I've got a complex projective manifold $X$, a meromorphic map $f : X \to \mathbb P^n$ and an ample line bundle $L$ over $X$. I want to show that for any big multiple $mL$ there is a global section $\sigma$ of $mL$ which is not identically zero on any $f^{-1}(y)$ for $y \in f(X \setminus (\text{singularities of f}))$. Basically we're proving this vanishing theorem by induction on $k$ and such a section gives the induction step.

Now, for any fixed $y$ we let $Z$ be the closure of an irreducible component of $f^{-1}(y)$ and find an $N_0$ such that

$$0 \to H^0(X, \mathcal I_Z \otimes mL) \to H^0(X, mL) \to H^0(Z, mL|_Z) \to 0$$

is exact for all $m \geq N_0$, which gives us what we want. The problem is that this $N_0$ depends on $y$.

Sommese says in his book that we get around this by invoking the Hilbert scheme on $\mathbb P^n$ and a result by Grothendieck. He also gives a reference to an article by Hironaka where this result is proved. Both methods are very general and make heavy use of schemes, which I don't know well enough to be able to follow.

I've mostly convinced myself that I can reduce this to where $f$ is holomorphic, and I think some sort of a deformation argument might be possible if $f$ can be made behave nicely enough, but I don't see how to proceed.
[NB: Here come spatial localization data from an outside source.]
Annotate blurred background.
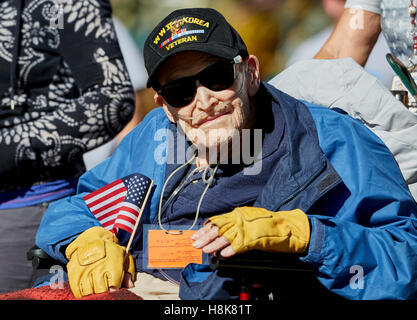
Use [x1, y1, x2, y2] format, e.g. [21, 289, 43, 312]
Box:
[112, 0, 329, 78]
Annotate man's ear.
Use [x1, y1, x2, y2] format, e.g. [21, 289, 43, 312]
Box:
[245, 55, 261, 97]
[154, 93, 177, 123]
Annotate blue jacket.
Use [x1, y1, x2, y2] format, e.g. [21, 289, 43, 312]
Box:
[36, 83, 417, 300]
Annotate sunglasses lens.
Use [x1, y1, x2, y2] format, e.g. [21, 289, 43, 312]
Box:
[200, 63, 235, 91]
[161, 79, 196, 108]
[159, 62, 236, 108]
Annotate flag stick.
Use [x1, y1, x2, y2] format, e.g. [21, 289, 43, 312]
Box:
[125, 180, 154, 256]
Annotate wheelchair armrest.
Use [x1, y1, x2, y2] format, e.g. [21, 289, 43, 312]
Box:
[209, 250, 313, 273]
[27, 245, 65, 270]
[209, 251, 345, 300]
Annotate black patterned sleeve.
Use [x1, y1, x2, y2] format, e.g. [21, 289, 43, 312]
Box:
[0, 0, 135, 190]
[51, 0, 135, 150]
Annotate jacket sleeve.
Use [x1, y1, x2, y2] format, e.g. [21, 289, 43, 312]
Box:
[303, 104, 417, 300]
[0, 0, 135, 187]
[35, 108, 169, 263]
[34, 131, 135, 263]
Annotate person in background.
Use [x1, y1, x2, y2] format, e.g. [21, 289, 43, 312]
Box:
[82, 16, 149, 171]
[315, 1, 414, 70]
[0, 0, 134, 293]
[311, 0, 417, 198]
[112, 17, 150, 144]
[287, 0, 395, 88]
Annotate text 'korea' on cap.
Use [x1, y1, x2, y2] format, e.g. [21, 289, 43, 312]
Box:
[143, 8, 248, 89]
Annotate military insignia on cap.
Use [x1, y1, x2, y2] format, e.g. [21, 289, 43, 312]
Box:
[170, 19, 185, 34]
[151, 14, 215, 54]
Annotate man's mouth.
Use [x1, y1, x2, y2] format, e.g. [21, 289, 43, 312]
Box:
[196, 111, 231, 126]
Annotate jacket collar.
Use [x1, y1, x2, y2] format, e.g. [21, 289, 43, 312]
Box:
[255, 82, 344, 212]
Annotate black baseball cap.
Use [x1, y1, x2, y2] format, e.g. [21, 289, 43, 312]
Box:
[143, 8, 249, 89]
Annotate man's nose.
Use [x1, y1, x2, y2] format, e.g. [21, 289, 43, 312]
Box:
[195, 81, 218, 110]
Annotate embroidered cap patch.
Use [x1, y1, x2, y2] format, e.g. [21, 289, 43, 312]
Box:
[150, 14, 216, 56]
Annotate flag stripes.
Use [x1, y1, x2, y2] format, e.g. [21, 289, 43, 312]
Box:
[83, 173, 153, 236]
[114, 202, 140, 233]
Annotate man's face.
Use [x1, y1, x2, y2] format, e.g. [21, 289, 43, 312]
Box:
[155, 51, 260, 160]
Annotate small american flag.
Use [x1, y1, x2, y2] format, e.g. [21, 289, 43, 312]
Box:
[83, 173, 153, 236]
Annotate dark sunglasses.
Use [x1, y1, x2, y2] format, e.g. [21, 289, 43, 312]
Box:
[157, 58, 241, 108]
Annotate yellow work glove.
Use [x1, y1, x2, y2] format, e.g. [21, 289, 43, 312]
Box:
[207, 207, 310, 254]
[65, 226, 136, 298]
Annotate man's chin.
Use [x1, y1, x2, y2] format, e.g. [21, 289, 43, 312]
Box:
[192, 138, 236, 164]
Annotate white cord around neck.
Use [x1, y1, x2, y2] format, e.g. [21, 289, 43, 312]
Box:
[157, 152, 219, 234]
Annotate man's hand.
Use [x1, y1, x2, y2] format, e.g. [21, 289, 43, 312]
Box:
[65, 227, 136, 298]
[192, 207, 311, 257]
[192, 222, 236, 257]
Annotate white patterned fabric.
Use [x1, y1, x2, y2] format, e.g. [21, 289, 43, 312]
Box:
[381, 0, 414, 66]
[345, 0, 382, 13]
[0, 0, 135, 192]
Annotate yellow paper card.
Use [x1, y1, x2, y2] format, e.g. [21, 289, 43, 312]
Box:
[147, 230, 203, 268]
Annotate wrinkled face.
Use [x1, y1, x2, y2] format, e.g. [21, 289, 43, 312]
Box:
[155, 51, 261, 160]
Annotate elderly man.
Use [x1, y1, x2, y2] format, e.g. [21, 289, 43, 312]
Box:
[36, 8, 417, 300]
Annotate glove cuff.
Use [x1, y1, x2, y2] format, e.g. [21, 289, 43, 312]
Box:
[125, 252, 137, 282]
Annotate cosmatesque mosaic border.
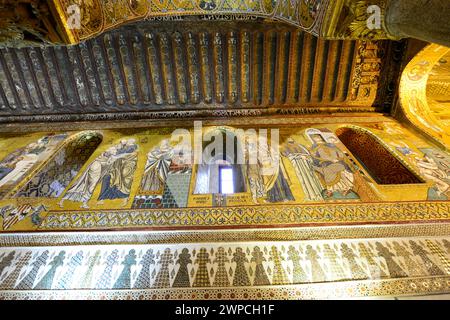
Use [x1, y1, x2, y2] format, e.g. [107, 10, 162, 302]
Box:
[0, 235, 450, 300]
[2, 223, 450, 247]
[1, 277, 450, 300]
[37, 201, 450, 231]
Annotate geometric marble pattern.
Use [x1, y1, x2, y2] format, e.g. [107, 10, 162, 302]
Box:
[1, 237, 449, 294]
[38, 201, 450, 231]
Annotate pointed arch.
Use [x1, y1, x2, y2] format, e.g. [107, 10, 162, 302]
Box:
[14, 131, 103, 198]
[335, 126, 423, 185]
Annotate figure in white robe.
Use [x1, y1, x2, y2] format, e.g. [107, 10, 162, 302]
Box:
[60, 148, 114, 208]
[281, 138, 324, 201]
[140, 139, 174, 193]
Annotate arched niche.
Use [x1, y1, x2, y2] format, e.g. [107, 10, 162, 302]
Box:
[335, 127, 423, 185]
[194, 127, 247, 194]
[14, 131, 103, 198]
[399, 43, 450, 149]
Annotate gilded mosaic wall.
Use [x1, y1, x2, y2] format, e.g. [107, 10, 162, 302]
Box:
[0, 118, 448, 232]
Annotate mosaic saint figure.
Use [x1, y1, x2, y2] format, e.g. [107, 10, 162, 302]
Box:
[134, 249, 155, 289]
[141, 139, 174, 192]
[251, 247, 270, 286]
[34, 250, 66, 289]
[245, 137, 266, 203]
[152, 248, 173, 288]
[15, 250, 49, 290]
[212, 247, 230, 287]
[0, 251, 32, 290]
[98, 139, 138, 204]
[415, 149, 450, 200]
[232, 247, 250, 286]
[193, 248, 211, 287]
[375, 242, 408, 278]
[306, 129, 358, 199]
[245, 135, 294, 203]
[113, 249, 137, 289]
[60, 148, 115, 208]
[281, 138, 324, 201]
[0, 134, 66, 188]
[173, 248, 192, 288]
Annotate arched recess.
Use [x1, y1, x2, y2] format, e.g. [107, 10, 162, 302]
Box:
[14, 131, 103, 198]
[194, 127, 247, 194]
[335, 126, 423, 185]
[399, 43, 450, 149]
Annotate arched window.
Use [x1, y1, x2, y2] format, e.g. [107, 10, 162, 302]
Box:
[335, 127, 423, 185]
[194, 129, 246, 194]
[14, 131, 103, 198]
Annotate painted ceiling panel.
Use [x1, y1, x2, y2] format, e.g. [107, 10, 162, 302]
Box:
[0, 20, 402, 122]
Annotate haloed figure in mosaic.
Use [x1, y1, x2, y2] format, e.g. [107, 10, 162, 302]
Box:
[281, 137, 324, 201]
[244, 134, 294, 204]
[140, 139, 174, 193]
[0, 134, 67, 189]
[60, 139, 138, 208]
[98, 139, 138, 206]
[306, 129, 358, 200]
[415, 148, 450, 200]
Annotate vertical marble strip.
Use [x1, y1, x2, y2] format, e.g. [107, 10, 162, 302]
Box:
[145, 32, 164, 105]
[186, 33, 200, 104]
[264, 31, 277, 105]
[299, 34, 316, 103]
[335, 41, 356, 102]
[275, 31, 290, 104]
[253, 32, 264, 105]
[2, 49, 31, 109]
[310, 39, 329, 103]
[286, 31, 303, 103]
[42, 47, 68, 106]
[159, 33, 177, 105]
[0, 84, 7, 110]
[66, 46, 90, 106]
[22, 49, 47, 109]
[57, 47, 82, 107]
[212, 32, 225, 103]
[199, 32, 213, 104]
[11, 49, 40, 109]
[104, 33, 127, 105]
[322, 41, 342, 102]
[240, 31, 251, 103]
[131, 34, 152, 104]
[0, 51, 20, 109]
[118, 34, 139, 105]
[90, 38, 115, 105]
[172, 32, 188, 105]
[78, 42, 101, 106]
[27, 48, 53, 108]
[227, 31, 238, 104]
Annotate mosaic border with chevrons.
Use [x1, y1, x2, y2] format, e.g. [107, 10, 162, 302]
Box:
[38, 201, 450, 231]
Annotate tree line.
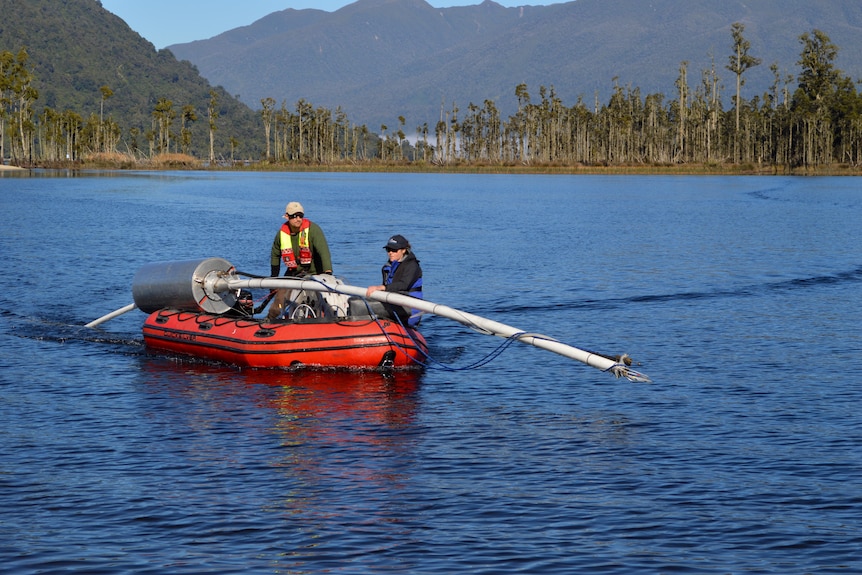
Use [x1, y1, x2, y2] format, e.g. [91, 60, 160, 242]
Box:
[2, 25, 860, 169]
[0, 46, 225, 165]
[437, 27, 859, 169]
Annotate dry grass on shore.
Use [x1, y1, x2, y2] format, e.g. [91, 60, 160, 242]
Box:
[83, 152, 201, 169]
[5, 154, 861, 176]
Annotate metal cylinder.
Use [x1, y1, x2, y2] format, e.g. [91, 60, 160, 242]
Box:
[132, 258, 236, 314]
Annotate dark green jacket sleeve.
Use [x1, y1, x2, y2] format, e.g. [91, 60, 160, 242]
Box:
[270, 229, 282, 274]
[308, 222, 333, 273]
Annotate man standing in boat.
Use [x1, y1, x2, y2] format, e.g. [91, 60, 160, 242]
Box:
[266, 201, 333, 320]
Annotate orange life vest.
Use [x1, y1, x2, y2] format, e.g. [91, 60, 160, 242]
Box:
[279, 219, 312, 270]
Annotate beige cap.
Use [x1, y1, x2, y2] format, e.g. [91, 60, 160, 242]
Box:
[284, 201, 304, 215]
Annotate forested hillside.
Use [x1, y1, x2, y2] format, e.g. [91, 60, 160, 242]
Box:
[0, 0, 262, 160]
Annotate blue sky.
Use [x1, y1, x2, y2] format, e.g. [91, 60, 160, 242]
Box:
[101, 1, 557, 49]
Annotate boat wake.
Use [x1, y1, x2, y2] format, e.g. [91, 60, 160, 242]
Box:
[2, 309, 144, 351]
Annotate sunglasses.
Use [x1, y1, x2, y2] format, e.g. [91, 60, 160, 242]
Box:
[385, 247, 402, 252]
[286, 212, 304, 219]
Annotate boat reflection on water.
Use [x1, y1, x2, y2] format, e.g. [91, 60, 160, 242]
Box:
[135, 360, 426, 541]
[138, 359, 423, 448]
[242, 367, 423, 433]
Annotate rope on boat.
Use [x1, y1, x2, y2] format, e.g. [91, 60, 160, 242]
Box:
[352, 296, 523, 372]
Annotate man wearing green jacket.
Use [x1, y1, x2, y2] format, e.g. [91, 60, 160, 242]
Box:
[266, 201, 332, 320]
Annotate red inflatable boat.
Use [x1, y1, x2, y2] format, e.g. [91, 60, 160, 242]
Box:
[130, 258, 427, 370]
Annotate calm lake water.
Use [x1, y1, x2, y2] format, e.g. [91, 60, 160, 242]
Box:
[1, 171, 860, 574]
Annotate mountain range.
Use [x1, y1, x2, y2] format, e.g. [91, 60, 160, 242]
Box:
[167, 0, 862, 132]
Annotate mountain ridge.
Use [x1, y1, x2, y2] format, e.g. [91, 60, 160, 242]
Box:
[167, 0, 862, 131]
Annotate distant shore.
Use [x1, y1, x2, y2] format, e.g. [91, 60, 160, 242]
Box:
[3, 157, 861, 176]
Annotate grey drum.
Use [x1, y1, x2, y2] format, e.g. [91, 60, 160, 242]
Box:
[132, 257, 236, 314]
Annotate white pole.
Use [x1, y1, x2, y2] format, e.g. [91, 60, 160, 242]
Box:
[85, 266, 651, 382]
[85, 303, 137, 328]
[214, 275, 651, 382]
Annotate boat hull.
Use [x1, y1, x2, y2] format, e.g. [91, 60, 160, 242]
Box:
[142, 309, 427, 369]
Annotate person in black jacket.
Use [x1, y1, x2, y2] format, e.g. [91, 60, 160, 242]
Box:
[366, 234, 423, 326]
[225, 290, 254, 318]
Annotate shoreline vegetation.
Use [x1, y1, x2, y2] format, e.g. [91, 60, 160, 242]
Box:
[4, 27, 862, 177]
[4, 153, 860, 176]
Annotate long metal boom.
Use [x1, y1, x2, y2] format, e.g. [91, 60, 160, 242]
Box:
[214, 274, 651, 382]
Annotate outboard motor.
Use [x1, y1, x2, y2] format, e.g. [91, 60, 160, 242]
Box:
[132, 258, 236, 314]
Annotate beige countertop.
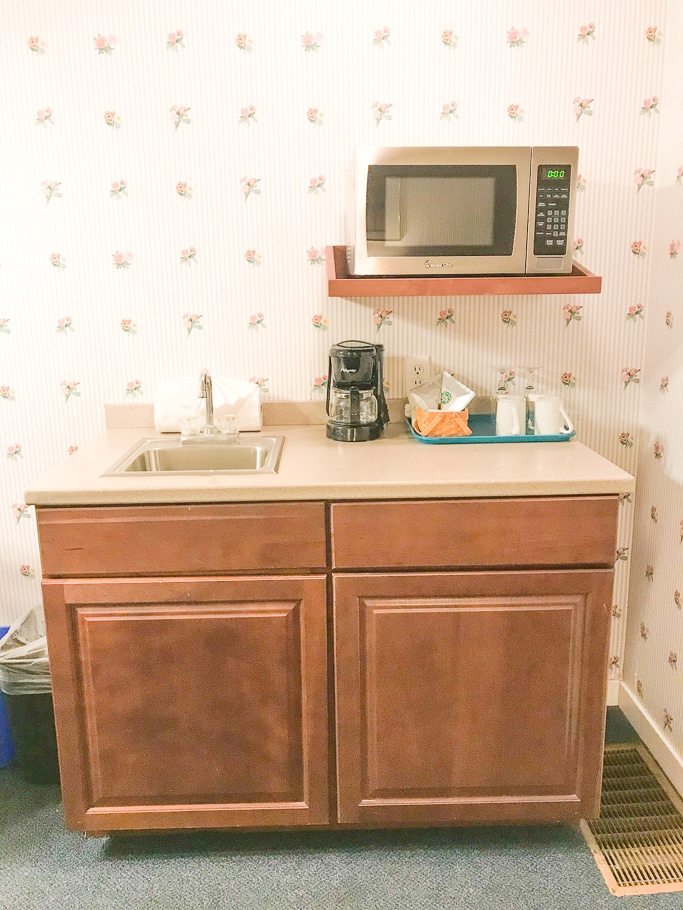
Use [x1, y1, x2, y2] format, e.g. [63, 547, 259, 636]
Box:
[24, 404, 635, 506]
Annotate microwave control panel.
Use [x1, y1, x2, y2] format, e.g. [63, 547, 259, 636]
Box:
[533, 165, 571, 257]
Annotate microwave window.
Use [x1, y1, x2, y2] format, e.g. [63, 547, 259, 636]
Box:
[366, 165, 517, 257]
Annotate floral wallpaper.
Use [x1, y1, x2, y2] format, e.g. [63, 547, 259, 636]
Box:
[622, 1, 683, 768]
[0, 0, 680, 758]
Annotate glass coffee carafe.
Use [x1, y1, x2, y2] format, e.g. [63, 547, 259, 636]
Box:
[327, 387, 378, 426]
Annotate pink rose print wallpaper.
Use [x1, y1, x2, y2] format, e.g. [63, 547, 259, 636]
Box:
[2, 1, 683, 773]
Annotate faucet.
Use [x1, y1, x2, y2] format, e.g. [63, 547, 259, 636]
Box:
[199, 368, 215, 435]
[182, 368, 238, 443]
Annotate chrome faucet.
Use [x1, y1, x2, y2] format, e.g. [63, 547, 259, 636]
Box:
[184, 368, 238, 444]
[199, 368, 215, 435]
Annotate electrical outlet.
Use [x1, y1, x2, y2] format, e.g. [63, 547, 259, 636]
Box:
[405, 356, 431, 390]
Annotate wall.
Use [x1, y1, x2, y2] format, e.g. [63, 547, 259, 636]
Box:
[621, 0, 683, 786]
[0, 1, 668, 709]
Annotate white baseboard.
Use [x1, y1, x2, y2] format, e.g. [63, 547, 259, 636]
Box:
[606, 679, 620, 706]
[618, 682, 683, 798]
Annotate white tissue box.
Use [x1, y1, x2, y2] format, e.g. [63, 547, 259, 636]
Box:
[154, 377, 262, 433]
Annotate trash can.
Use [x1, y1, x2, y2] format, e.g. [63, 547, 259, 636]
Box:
[0, 626, 15, 768]
[0, 610, 60, 784]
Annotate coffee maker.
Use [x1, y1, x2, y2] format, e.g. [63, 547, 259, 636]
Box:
[325, 340, 390, 442]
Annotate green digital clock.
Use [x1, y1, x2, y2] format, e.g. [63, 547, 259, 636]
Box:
[545, 168, 566, 179]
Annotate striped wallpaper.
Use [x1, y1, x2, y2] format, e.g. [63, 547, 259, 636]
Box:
[622, 1, 683, 762]
[0, 0, 680, 756]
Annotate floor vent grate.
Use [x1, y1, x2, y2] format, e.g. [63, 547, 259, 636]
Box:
[580, 743, 683, 895]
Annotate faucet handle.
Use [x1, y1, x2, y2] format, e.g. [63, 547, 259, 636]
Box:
[215, 414, 239, 444]
[179, 414, 204, 439]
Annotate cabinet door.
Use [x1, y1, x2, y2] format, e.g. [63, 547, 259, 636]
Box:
[43, 576, 329, 833]
[334, 570, 613, 826]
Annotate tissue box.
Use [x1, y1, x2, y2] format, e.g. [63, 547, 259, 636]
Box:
[154, 377, 262, 433]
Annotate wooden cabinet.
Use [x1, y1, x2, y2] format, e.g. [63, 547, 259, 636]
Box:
[330, 497, 617, 825]
[39, 504, 329, 834]
[37, 494, 619, 833]
[333, 570, 613, 826]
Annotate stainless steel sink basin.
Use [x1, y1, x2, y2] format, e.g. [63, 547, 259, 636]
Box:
[103, 436, 284, 476]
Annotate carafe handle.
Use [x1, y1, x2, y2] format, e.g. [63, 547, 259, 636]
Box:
[324, 356, 332, 416]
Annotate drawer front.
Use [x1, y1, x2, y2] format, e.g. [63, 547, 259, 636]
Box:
[37, 503, 327, 577]
[330, 497, 619, 570]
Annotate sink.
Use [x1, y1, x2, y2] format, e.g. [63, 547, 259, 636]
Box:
[103, 436, 284, 476]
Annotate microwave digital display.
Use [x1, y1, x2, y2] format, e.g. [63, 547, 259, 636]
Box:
[366, 165, 517, 257]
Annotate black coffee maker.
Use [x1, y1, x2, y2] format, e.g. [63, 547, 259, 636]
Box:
[325, 340, 390, 442]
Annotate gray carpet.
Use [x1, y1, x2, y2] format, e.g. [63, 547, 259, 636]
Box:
[0, 712, 673, 908]
[2, 764, 683, 910]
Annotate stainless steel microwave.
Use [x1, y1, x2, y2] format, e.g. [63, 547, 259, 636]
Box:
[346, 145, 579, 276]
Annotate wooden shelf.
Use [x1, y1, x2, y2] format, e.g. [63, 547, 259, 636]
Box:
[326, 246, 602, 297]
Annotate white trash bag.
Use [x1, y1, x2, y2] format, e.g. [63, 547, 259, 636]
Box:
[0, 608, 51, 696]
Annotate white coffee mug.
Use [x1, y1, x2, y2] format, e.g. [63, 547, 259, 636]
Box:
[495, 395, 526, 436]
[534, 396, 574, 436]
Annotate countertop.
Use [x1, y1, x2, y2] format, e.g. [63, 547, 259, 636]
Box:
[24, 411, 635, 506]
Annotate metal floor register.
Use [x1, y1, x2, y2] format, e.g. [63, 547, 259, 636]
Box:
[581, 743, 683, 895]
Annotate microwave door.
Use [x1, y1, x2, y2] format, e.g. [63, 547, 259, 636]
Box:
[360, 159, 530, 276]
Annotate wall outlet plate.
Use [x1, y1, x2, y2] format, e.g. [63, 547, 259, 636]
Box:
[405, 357, 431, 390]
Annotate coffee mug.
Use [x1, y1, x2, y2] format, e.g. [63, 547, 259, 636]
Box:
[534, 396, 574, 436]
[495, 395, 525, 436]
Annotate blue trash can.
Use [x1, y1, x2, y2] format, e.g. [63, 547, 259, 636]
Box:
[0, 626, 15, 767]
[0, 612, 59, 783]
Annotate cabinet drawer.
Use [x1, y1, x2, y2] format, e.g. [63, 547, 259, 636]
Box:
[37, 503, 327, 577]
[330, 497, 618, 570]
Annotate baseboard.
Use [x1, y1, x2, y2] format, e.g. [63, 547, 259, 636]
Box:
[606, 679, 620, 706]
[618, 682, 683, 798]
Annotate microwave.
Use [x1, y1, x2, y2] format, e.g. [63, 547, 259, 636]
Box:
[346, 145, 579, 276]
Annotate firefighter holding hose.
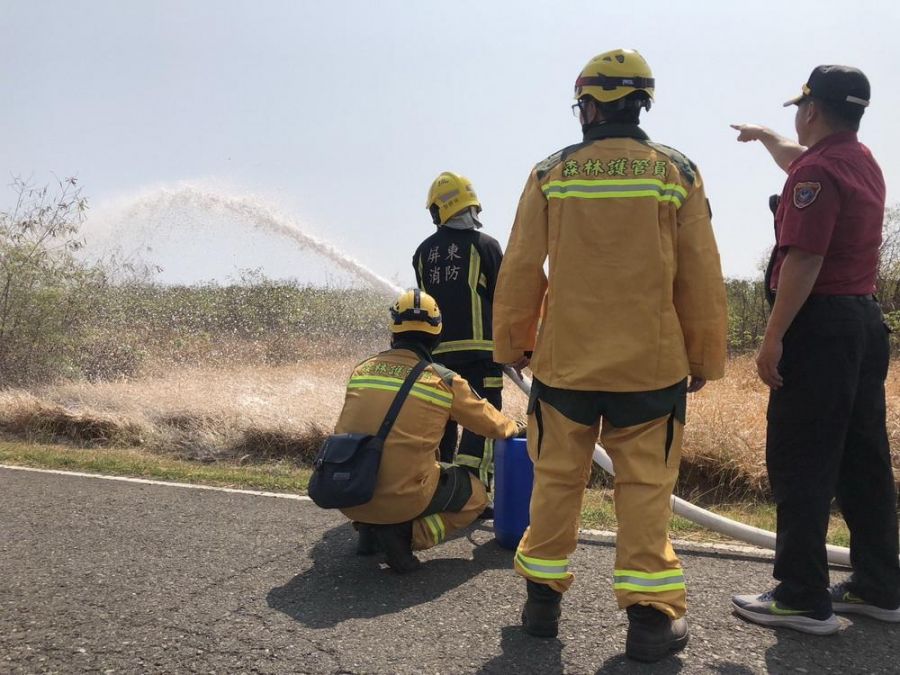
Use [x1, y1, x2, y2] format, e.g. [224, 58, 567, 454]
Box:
[493, 49, 727, 662]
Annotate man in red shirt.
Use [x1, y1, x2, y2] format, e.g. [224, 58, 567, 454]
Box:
[730, 66, 900, 634]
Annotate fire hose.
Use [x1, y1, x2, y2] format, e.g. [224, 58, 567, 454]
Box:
[501, 366, 857, 567]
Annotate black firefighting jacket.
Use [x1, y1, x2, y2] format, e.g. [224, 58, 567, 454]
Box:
[413, 227, 503, 367]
I'd really like some comments or suggestions on if it's possible to do this with analytic methods; a bit violently if you will. My thesis advisor suggested this theorem as a topic to present to other students with a rather diffeo-geometric background, and diving into schemes just to prove this one lemma seems like too big a detour for that audience.